WCC general secretary Samuel Kobia
One of the lessons that a delegation of church leaders has learned from a recent visit to Sudan is that after 21 years of civil war, there is “no quick fix” available for Africa’s biggest country, said Rev. Samuel Kobia, general secretary of the World Council of Churches.
Mr. Kobia explained that after the signing of a 1972 peace agreement in Addis Ababa, “We were criticized for abandoning churches in Sudan.” Speaking at the close of a three-day conference in Juba that brought together Sudan’s church leaders and the WCC delegation, Mr. Kobia added, “We have learned from our mistakes, and that is why we want to do it differently.”
Sudan is a place where Islam meets Christianity, as well as where the Arab meets black Africans, Mr.
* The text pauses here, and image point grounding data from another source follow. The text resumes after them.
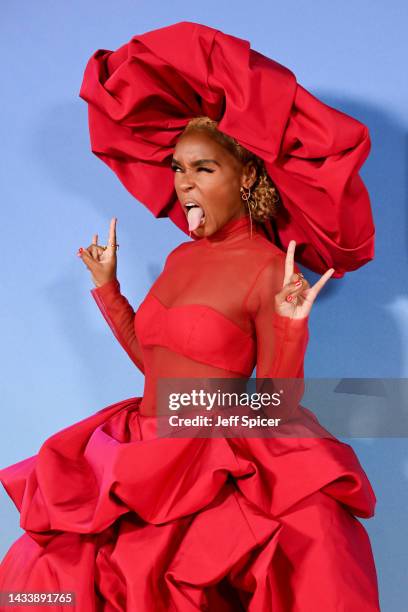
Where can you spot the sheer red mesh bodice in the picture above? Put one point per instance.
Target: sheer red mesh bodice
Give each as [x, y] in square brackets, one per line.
[210, 313]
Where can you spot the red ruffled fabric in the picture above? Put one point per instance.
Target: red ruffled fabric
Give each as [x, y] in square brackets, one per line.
[188, 524]
[142, 95]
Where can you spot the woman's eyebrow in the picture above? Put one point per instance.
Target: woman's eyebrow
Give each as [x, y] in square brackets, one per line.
[198, 162]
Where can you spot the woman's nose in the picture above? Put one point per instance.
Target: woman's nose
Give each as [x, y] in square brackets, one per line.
[186, 182]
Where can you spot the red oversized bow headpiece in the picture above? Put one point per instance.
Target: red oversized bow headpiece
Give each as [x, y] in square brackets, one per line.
[142, 96]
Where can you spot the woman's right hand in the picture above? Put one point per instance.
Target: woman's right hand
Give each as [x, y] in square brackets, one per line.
[101, 261]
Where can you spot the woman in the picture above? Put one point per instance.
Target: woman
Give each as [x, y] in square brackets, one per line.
[129, 520]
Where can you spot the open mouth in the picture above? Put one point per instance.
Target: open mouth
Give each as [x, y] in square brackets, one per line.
[195, 215]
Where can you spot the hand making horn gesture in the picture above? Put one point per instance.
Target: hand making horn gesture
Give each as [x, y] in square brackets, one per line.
[296, 297]
[101, 260]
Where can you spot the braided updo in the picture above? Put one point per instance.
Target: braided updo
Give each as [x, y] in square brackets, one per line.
[264, 199]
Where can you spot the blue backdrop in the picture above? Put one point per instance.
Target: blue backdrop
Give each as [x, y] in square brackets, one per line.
[60, 361]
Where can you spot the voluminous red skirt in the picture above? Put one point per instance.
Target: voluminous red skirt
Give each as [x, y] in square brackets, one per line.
[130, 521]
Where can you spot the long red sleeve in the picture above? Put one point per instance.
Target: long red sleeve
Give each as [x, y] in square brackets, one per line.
[119, 315]
[281, 341]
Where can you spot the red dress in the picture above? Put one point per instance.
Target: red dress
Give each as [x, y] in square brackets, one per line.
[132, 521]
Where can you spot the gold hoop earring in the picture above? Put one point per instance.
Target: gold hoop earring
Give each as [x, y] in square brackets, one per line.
[245, 196]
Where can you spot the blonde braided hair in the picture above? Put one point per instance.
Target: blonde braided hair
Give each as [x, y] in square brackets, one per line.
[264, 198]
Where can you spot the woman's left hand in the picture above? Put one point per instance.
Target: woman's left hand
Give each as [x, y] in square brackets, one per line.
[295, 299]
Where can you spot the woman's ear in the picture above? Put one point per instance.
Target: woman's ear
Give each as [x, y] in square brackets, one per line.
[249, 175]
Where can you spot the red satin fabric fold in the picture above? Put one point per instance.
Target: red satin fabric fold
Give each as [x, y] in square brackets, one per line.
[141, 96]
[131, 520]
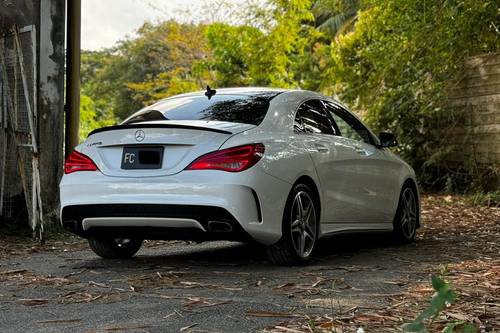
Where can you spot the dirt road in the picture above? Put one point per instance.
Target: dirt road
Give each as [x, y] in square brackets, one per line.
[355, 282]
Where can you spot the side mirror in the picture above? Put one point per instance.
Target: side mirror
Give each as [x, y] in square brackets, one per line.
[387, 140]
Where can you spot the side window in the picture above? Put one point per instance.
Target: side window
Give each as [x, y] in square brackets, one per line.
[349, 126]
[312, 118]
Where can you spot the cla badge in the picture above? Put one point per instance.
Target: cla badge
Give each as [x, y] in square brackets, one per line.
[140, 135]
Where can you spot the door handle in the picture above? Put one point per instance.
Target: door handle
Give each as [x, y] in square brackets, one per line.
[321, 148]
[360, 151]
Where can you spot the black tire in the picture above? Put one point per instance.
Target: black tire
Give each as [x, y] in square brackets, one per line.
[299, 229]
[406, 219]
[114, 248]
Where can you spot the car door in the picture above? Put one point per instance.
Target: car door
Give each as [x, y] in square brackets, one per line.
[320, 136]
[362, 181]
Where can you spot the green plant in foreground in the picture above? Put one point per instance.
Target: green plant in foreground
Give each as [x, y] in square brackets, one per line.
[443, 297]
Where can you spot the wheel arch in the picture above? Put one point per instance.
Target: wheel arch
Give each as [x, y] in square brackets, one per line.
[306, 180]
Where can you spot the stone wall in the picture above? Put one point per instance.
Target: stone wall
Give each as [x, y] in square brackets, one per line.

Kobia said.
The majority of the estimated 39 million people of Sudan are Muslim, with Christians amounting to about 17 per cent, and with another 10 per cent followers of African traditional religions. While the northern part of the country is predominantly Muslim, the southern part is mainly Christian.
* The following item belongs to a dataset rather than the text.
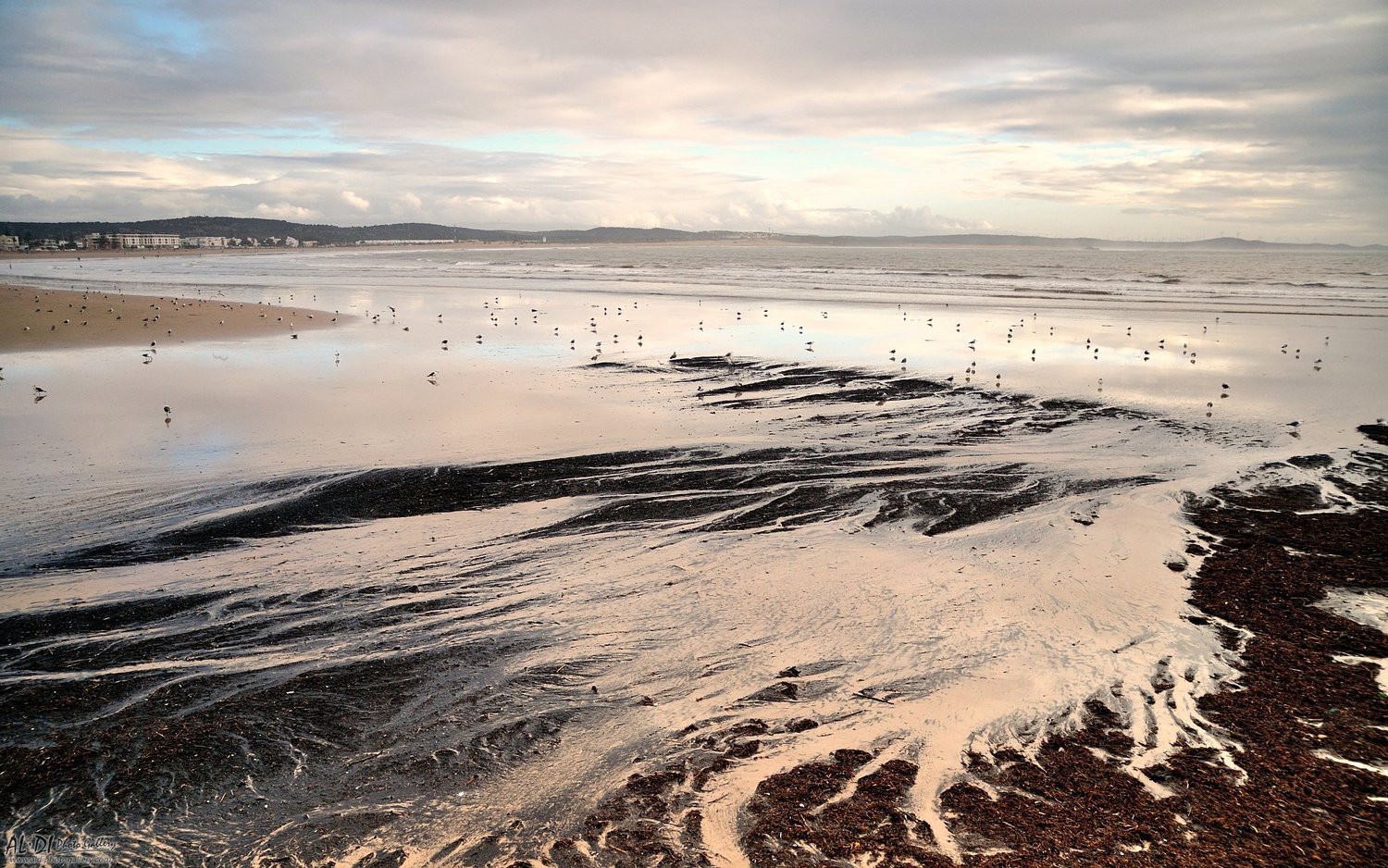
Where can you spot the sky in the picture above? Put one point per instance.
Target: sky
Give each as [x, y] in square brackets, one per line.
[1110, 118]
The devastating 21-year civil war between the north and south of Sudan left two million Sudanese dead, and another four million people displaced, mostly in southern Sudan.
Mr. Kobia said that after the signing in January 2005 of a new accord, called the Comprehensive Peace Agreement, the WCC in consultation with local churches began preparing for its March 26 to April 3 visit this year.
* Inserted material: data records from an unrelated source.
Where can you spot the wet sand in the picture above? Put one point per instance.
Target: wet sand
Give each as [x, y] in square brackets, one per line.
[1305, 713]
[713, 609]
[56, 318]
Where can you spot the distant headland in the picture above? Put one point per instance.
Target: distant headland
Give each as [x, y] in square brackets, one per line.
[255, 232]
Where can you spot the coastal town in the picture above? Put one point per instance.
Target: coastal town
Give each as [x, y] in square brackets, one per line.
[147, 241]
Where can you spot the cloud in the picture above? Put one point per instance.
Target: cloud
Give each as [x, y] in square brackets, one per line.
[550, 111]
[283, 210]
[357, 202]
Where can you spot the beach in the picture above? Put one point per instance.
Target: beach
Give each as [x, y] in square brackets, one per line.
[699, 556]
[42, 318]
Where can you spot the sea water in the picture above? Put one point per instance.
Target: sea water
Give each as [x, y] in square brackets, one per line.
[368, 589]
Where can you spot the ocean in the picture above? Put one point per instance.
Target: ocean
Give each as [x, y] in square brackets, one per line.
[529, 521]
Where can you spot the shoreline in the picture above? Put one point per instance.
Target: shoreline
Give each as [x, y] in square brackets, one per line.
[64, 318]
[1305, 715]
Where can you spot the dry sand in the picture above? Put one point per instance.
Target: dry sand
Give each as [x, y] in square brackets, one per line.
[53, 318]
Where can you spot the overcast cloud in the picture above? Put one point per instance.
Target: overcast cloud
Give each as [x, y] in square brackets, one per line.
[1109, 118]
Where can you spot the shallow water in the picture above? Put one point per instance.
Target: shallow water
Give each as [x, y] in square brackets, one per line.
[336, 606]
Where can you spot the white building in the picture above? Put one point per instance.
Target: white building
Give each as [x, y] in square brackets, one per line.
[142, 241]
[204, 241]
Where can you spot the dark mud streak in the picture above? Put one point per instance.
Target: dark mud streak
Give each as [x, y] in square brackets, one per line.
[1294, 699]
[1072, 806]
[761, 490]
The WCC leader, a Methodist from Kenya, said the lack of speedy solutions for Sudan called for resilience by the church to withstand problems.
“We realized rebel movements are ambiguous. The church helped save the rebel movement in Sudan several times. There are important lessons we should be learning from this since peace has been achieved,” he explained. He also said that the church had gained tremendous capital during the war.
“Churches were paving roads. They provided education and health. They endeared themselves to the people and gained knowledge of their aspirations,” Mr. Kobia told the Juba gathering that some government officials also attended. “We learned the Gospel is the greatest source of strength during difficult times.”